UFC strawweight champion Joanna Jedrzejczyk signed an individual endorsement contract with Reebok, separate from the promotion's existing $70 million six-year uniform deal that mandates fighter apparel inside the cage. The Polish fighter, 10-0 in UFC competition with three title defenses, becomes one of the first women in the organization to secure a personal sponsor from the brand.
The deal comes eighteen months into Reebok's exclusive uniform partnership with UFC, a contract that eliminated independent sponsors from fight-night broadcasts and replaced them with tiered payouts based on bout count. Fighters with 1-5 UFC appearances collect $2,500 per fight; champions earn $40,000. The Jedrzejczyk arrangement sits outside that framework. Terms were not disclosed, but comparable combat-sports apparel deals for non-heavyweight champions typically range $150,000 to $400,000 annually with performance escalators tied to title defenses and pay-per-view buys.
Reebok's move signals a test case for individual athlete marketing within a league-wide uniform structure. The brand has visibility on 547 fighters under the UFC agreement but limited creative control. Personal endorsements allow narrative flexibility—training content, lifestyle placement, product co-design—that templated fight-night gear does not. Jedrzejczyk's 680,000 Instagram followers and Central European fan base give Reebok a demographic wedge into a region where combat sports viewership grew 41% year-over-year according to UFC's Q4 disclosures.

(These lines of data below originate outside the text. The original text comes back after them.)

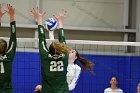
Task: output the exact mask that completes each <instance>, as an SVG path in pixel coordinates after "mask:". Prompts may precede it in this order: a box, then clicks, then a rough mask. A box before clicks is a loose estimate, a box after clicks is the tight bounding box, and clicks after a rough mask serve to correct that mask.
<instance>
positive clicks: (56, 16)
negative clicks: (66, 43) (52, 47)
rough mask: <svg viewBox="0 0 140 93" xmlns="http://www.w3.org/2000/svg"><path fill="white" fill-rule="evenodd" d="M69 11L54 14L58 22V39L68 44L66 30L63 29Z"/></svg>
mask: <svg viewBox="0 0 140 93" xmlns="http://www.w3.org/2000/svg"><path fill="white" fill-rule="evenodd" d="M66 13H67V11H64V10H62V11H61V12H60V13H58V14H57V15H54V17H55V19H56V20H57V24H58V39H59V42H61V43H64V44H66V41H65V37H64V30H63V20H64V18H65V17H66Z"/></svg>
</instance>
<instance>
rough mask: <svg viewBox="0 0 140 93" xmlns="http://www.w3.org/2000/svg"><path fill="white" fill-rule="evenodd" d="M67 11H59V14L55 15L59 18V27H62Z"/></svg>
mask: <svg viewBox="0 0 140 93" xmlns="http://www.w3.org/2000/svg"><path fill="white" fill-rule="evenodd" d="M66 14H67V11H65V10H63V9H62V11H61V12H59V13H58V14H57V15H53V16H54V17H55V19H56V20H57V23H58V28H62V27H63V25H62V21H63V20H64V18H65V17H66Z"/></svg>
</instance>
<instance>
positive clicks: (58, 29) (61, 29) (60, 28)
mask: <svg viewBox="0 0 140 93" xmlns="http://www.w3.org/2000/svg"><path fill="white" fill-rule="evenodd" d="M58 37H59V42H61V43H66V41H65V37H64V30H63V28H60V29H58Z"/></svg>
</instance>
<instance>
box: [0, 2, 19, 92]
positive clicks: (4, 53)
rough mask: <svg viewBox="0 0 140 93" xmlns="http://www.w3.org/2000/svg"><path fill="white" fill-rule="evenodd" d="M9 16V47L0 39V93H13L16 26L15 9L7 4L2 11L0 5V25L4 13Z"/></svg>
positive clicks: (3, 41) (5, 41)
mask: <svg viewBox="0 0 140 93" xmlns="http://www.w3.org/2000/svg"><path fill="white" fill-rule="evenodd" d="M6 12H7V13H8V14H9V17H10V27H11V36H10V40H9V46H8V48H7V42H6V41H5V40H3V39H0V93H13V88H12V80H11V77H12V63H13V59H14V55H15V51H16V44H17V43H16V25H15V19H14V15H15V9H14V8H13V7H12V6H11V5H10V4H8V5H7V10H5V12H3V11H2V7H1V5H0V23H1V18H2V16H3V15H4V14H5V13H6Z"/></svg>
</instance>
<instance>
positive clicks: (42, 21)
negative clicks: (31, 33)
mask: <svg viewBox="0 0 140 93" xmlns="http://www.w3.org/2000/svg"><path fill="white" fill-rule="evenodd" d="M31 15H32V16H33V17H34V19H35V21H36V22H37V24H38V34H39V51H40V54H41V55H42V56H43V55H44V54H46V53H48V49H47V47H46V40H45V31H44V30H45V29H44V26H43V16H44V15H45V12H43V13H41V12H40V11H39V9H38V8H36V9H34V8H33V9H32V11H31Z"/></svg>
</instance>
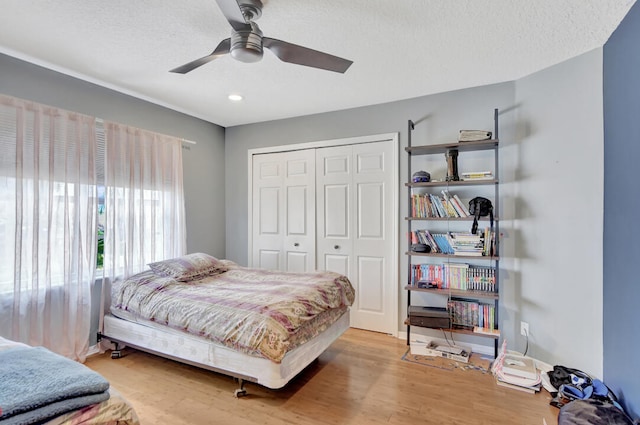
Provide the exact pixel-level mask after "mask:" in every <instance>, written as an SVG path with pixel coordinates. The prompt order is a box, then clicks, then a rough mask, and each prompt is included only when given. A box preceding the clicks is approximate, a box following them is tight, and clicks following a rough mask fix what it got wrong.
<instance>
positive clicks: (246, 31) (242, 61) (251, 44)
mask: <svg viewBox="0 0 640 425" xmlns="http://www.w3.org/2000/svg"><path fill="white" fill-rule="evenodd" d="M229 53H230V54H231V56H232V57H233V58H234V59H237V60H239V61H240V62H245V63H253V62H258V61H259V60H260V59H262V54H263V50H262V31H260V28H259V27H258V25H257V24H256V23H255V22H250V23H249V24H248V25H247V29H246V30H239V31H236V30H234V31H232V32H231V49H230V52H229Z"/></svg>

The timing matters for UFC's women's division economics. The promotion added a 125-pound flyweight class in December and is evaluating a 145-pound featherweight bracket. Each weight class requires 12-15 ranked fighters to sustain quarterly matchmaking. Sponsor interest determines whether those fighters can earn outside the cage, which in turn affects recruitment from Invicta FC and regional circuits where women fighters still command independent sponsorship. Jedrzejczyk's Reebok contract gives UFC's athlete-relations team a data point when pitching prospects: the uniform deal does not preclude individual brand work if you deliver audience.
Reebok's combat-sports portfolio remains thin compared to Nike's boxing stable—Lomachenko, Canelo through 2019—and Under Armour's $30 million boxing push. The brand has leaned on CrossFit ($25 million annual commitment) and fitness influencers rather than athletes with broadcast windows. A Jedrzejczyk campaign produces 12-15 broadcast mentions per fight card,plus shoulder programming on UFC Fight Pass. If the partnership extends beyond apparel into a signature product line—gloves, wraps, training shoes—it creates a template for Reebok to activate around other champions without renegotiating the master UFC contract.
Watch for additional Reebok signings around UFC 211 in May, when the promotion debuts its Dallas market and traditionally announces sponsor extensions. The strawweight title picture will clarify by then; Jedrzejczyk faces Claudia Gadelha or Jessica Andrade next, likely in June. Reebok's Q2 earnings call in August will be the first place executives discuss combat-sports ROI since the UFC deal launched. The company has previously disclosed CrossFit partnership metrics but not UFC-specific figures.
The Jedrzejczyk contract is a quiet test of whether women's MMA can support individual endorsement economics at scale, or whether the uniform deal's flat-rate structure remains the ceiling for all but the McGregor tier.